How can you improve your own well-being? Here are five non-intuitive lifestyle tweaks that can dramatically improve your life –Laugh more, meditate, learn to forgive and let go, connect with nature, and get your hormones checked for goodness sake!
Let me explain:
1. Laugh, no joke! I’ve met people that simply don’t laugh, smile or have a sense of humor. That is stressful to the mind and body since laughter and smiling have been researched and correlated with stronger immunity and better mental health. This is why I have prescribed comedies to patients over the years or have them practice smile therapy by looking into the mirror for 10 minutes daily and forcing themselves to smile. You cannot be in a bad mood when you’re smiling, unless you’re the Joker. Now I have you laughing!
2. Meditate. This has become more prevalent in our culture in recent decades after it has been practiced for centuries in India and other Asian cultures. Meditation doesn’t mean shaving your head and wearing a bright orange robe either. My wife went to Thailand years ago wanting to learn how to calm her overactive brain. She met with a young monk wearing a robe and shaven head. Luckily, my wife came back with her hair, but still was at a loss about meditation. I meditate by being still in a quiet place whether it’s in my bathroom, backyard, playing gong/relaxing music (not gangsta rap) or just lying in bed. I give myself those moments to release negativity from the day by focusing on a positive thought — peace, joy, laughter, nothingness — for a few minutes. This quiet action helps reduce blood pressure, blood sugars and cortisol to lower our mental and physical stress. You don’t need a mat, beard or robe, just a quiet space outdoors, indoors or wherever, to be alone daily to push that delete button in our mind. My wife finally found her meditation in cooking, her “ashram” is in the kitchen and her incense is the aroma of basil. Find your meditative place and feel yourself experiencing more joy.
3. Forgiveness and letting go. This is BIG! If you think kale and Pilates is important, letting go of past grievances, hatred, grudges, emotional toxins, everything that keeps our hearts and heads calloused with anger toward family members, friends, colleagues, whomever, letting your soul detox will dramatically improve your wellbeing. How can it not?
Our mind is connected to our body. I have seen in my own family and patients, who hold on to toxic thoughts and emotional baggage, suffer from physical maladies that never seem to end. Forgiveness can be practiced in solitude without any form of confrontation. It has helped me reconcile past misgivings and toxic relationships. Thinking of the people in my life that I harbored bad feelings for, I would repeat in my head daily “I forgive you so and so…” until I no longer felt a negative connection.
Over time, you start to feel lighter and more positive. Negative feelings affect our health that not kale nor any exercise routine can fix. We need to allow ourselves to let go of toxic thoughts and feelings because they harm us more than the person on the other end. Lastly, forgiveness doesn’t mean having to restart a relationship with that particular person, it just means you no longer allow that person to ruin your day or health.
4. Connect with nature. This means putting your electronic devices down and surrounding yourself with a view of the mountains, the smell of your garden, a walk among nature, a trip to the beach (when possible), anything that gets you out of your walls and away from your car or computer monitor.
I believe that our digital life has detached us from the benefits of being outdoors. We are more enclosed than ever with virtual worlds rather than experiencing the energy of the universe available to us outside. The more detached we are from nature, the more detached we are from health. Make it a point to disconnect from your digital life to reconnect with the energy outside. And do this daily.
5. Check your hormones: Hormones become disrupted by processed foods, which contain what are known as endocrine destructive chemicals, stress and lack of sleep. Our hormones get hijacked from all these factors which then make us tired, fat, unmotivated, emasculated if you’re a man, and depressed.

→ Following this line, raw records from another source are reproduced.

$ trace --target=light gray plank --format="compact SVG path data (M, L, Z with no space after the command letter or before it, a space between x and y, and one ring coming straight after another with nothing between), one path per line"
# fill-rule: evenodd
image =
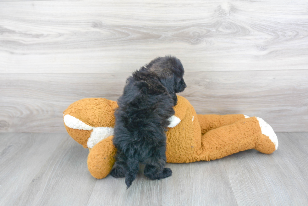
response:
M150 181L92 177L87 150L67 134L1 133L1 205L267 205L308 204L308 133L277 133L267 155L250 150L210 162L167 164ZM10 146L13 145L13 146Z
M0 73L131 72L167 54L188 71L307 69L306 3L2 1Z
M37 170L14 205L82 205L88 202L96 180L88 171L88 150L68 134L61 135L63 141Z
M0 135L0 205L12 205L31 182L65 134ZM31 194L31 195L33 194Z
M116 101L130 73L3 74L0 131L66 132L63 112L74 102ZM308 70L188 72L179 94L197 114L244 114L276 131L308 128Z
M307 133L277 134L278 149L245 151L223 158L239 205L305 205L308 203Z

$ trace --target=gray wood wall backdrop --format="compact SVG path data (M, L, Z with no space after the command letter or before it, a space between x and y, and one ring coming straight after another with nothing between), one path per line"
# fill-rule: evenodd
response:
M2 0L0 131L65 132L70 104L168 54L197 113L308 131L307 0Z

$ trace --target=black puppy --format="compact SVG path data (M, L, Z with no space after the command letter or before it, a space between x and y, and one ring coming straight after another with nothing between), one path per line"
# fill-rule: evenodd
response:
M116 161L110 174L126 177L128 188L136 178L139 164L146 165L145 175L159 180L171 175L166 162L165 132L174 114L175 93L186 87L179 60L159 57L133 73L118 99L113 143Z

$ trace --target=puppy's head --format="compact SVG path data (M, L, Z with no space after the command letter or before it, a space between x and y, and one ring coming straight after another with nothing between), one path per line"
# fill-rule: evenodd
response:
M158 57L146 66L158 76L176 104L177 98L175 93L183 92L186 87L183 79L184 68L179 59L170 56Z

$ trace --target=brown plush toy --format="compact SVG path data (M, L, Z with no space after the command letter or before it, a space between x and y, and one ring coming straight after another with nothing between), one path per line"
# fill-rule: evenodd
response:
M69 134L89 148L88 168L98 179L109 174L115 161L112 135L113 112L117 107L116 102L106 99L84 99L63 112ZM273 129L261 118L197 114L188 100L180 96L174 109L166 132L167 162L209 161L250 149L270 154L278 147Z

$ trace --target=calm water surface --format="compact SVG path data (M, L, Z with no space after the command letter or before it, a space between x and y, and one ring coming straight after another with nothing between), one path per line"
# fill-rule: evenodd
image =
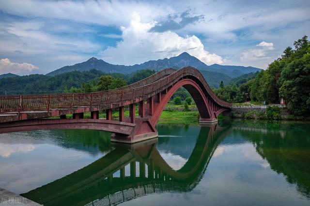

In my practice, I have seen younger and younger men with low testosterone, in their 30’s, from eating poorly, noticing less muscle, more body fat, decreased libido, anxiety, man boobs and even depression. Menopause and andropause affect people differently but the key is to get your levels evaluated by a wellness healthcare provider to help you reach physiologic normal levels with BHRT (bio-identical hormone replacement therapy), or nutritional counseling to help you normalize your hormones like testosterone, thyroid and cortisol to find physiologic balance to help reverse symptoms and prevent disease like osteoporosis, cancer and diabetes.